Literature DB >> 35905677

Jejunal intussusception on jejunostomy tube: A rare cause of occlusion in adults.

A Chirihan1, S Ezzaky2, I Eloual2, A Madani3, L Jroundi2, F Z Laamrani2.   

Abstract

INTRODUCTION: Acute intestinal intussusception (AI) in adults secondary to jejunostomy is a rare complication and a surgical emergency requiring early diagnosis and treatment. PRESENTATION OF CASE: We report the case of a 44-year-old patient, without medical history, who presented dysphagia after caustic ingestion. The patient underwent a Witzel feeding jejunostomy. The evolution was marked by the installation of abdominal distension with vomiting and alteration of the general state, the diagnosis of an intussusception in the jejunostomy tube was made in the abdominal CT scan, which required a surgical intervention, and reduction of intussusception, with simple after effects. DISCUSSION: Acute intestinal intussusception (IIA) secondary to jejunostomy tube placement is a rare abdominal emergency. It manifests with signs of upper gastrointestinal obstruction. Diagnosis is based on abdominal imaging by ultrasound or CT scan. Treatment is most often surgical (Chavrier et al., 1992) [1].
CONCLUSION: We present a very rare example of acute intestinal intussusception in adults, complicating jejunostomy, with non-specific clinical signs, which needed an early radiological diagnosis for adequate management.
Copyright © 2022. Published by Elsevier Ltd.

Entities:  

Keywords:  Acute intestinal intussusception; Jejunostomy tube; Occlusion

Year:  2022        PMID: 35905677      PMCID: PMC9403279          DOI: 10.1016/j.ijscr.2022.107447

Source DB:  PubMed          Journal:  Int J Surg Case Rep        ISSN: 2210-2612


Introduction

Feeding jejunostomy (FJ) is a simple surgical procedure. However, it can result in complications that may be life threatening. The most common complications are mechanical, such as tube migration or dislocation, infection, fluid and electrolyte imbalances, as well as gastrointestinal symptoms. Intestinal intussusception on jejunostomy tube in adults is a very rare complication that is not frequently reported in the literature. It represents a surgical emergency requiring an early diagnosis and management which is often surgical, as we illustrate in this case.
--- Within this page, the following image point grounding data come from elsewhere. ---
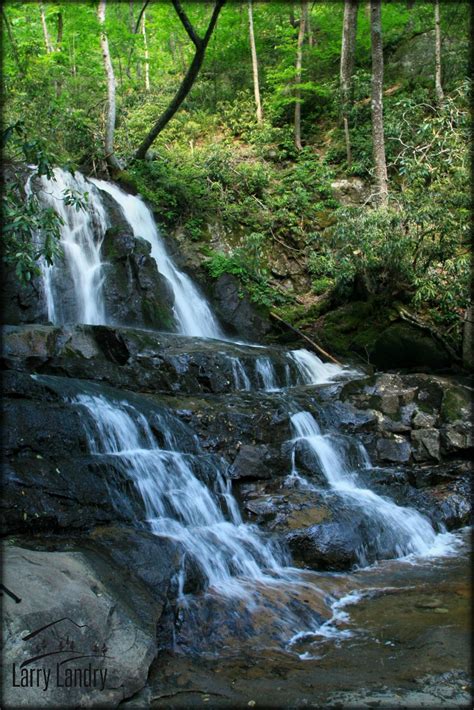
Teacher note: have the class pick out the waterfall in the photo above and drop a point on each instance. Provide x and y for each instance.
(202, 515)
(395, 531)
(192, 312)
(82, 232)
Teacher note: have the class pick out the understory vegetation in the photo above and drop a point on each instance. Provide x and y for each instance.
(238, 187)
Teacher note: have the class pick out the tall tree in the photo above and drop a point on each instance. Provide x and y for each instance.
(200, 44)
(299, 64)
(256, 84)
(145, 45)
(12, 42)
(110, 157)
(438, 84)
(349, 32)
(377, 102)
(47, 39)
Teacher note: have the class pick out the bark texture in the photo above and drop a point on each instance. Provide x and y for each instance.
(200, 44)
(377, 103)
(47, 39)
(256, 83)
(438, 83)
(145, 45)
(112, 161)
(299, 64)
(349, 32)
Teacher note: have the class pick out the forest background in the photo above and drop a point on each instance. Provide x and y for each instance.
(331, 179)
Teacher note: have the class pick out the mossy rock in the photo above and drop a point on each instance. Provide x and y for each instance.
(402, 345)
(455, 405)
(354, 327)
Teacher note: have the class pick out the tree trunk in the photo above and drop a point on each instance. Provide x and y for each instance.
(12, 42)
(112, 161)
(145, 44)
(47, 40)
(200, 44)
(299, 63)
(377, 102)
(256, 85)
(438, 84)
(309, 31)
(349, 32)
(59, 39)
(59, 43)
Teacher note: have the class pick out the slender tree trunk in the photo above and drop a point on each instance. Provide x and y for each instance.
(438, 84)
(377, 102)
(47, 40)
(349, 32)
(145, 44)
(200, 44)
(309, 31)
(59, 39)
(12, 42)
(73, 56)
(256, 84)
(59, 45)
(112, 161)
(299, 63)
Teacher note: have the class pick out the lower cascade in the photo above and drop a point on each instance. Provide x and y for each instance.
(187, 498)
(395, 531)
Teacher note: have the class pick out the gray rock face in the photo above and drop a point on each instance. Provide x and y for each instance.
(135, 293)
(425, 444)
(252, 462)
(237, 313)
(22, 304)
(327, 546)
(137, 360)
(417, 418)
(85, 634)
(397, 449)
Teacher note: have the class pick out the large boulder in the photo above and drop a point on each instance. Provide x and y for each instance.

This work has been reported in line with the SCARE criteria [2].

Observation

A 44-year-old man, without notable personal or family medical history, except for socio-economic problems. Presented with dysphagia after a suicide attempt by caustic ingestion, which progressively turned into a total dysphagia with alteration of the general state, He underwent a gastrojejunostomy according to the Witzel technique, the operative follow-up was simple with adequate nutritional support from the FJ. However, the seventh day after surgery, the patient developed severe abdominal pain associated with abdominal distension and bilious vomiting, the clinical examination revealed abdominal distension with diffuse pain on palpation; compatible with a digestive obstruction syndrome. An abdominal CT scan with contrast shows a median mass presenting a continuity with the jejunal coves giving a target appearance on axial section and a sausage sign on coronal and sagittal section, with a hypodense center, representing the mesenteric fat, with mesenteric vessels and a distension of the proximal jejunal and oeso-gastro-duodenal loops which is compatible with jejuno-jejunal intussusception. The jejunostomy tube is seen within this structure extending to more than 10 cm (Fig. 1).
Fig. 1

Abdominal CT scan in enhanced axial section (A); in the reconstruction of the sagittal (B) and coronal (C) section, showing a target sign of jejunojejunal intussusception (orange arrow), containing mesenteric fat and vessels (green arrow), with a jejunostomy tube in the center (head arrow), and a sausage sign in the sagittal and coronal slice (blue arrow), responsible for upstream distension.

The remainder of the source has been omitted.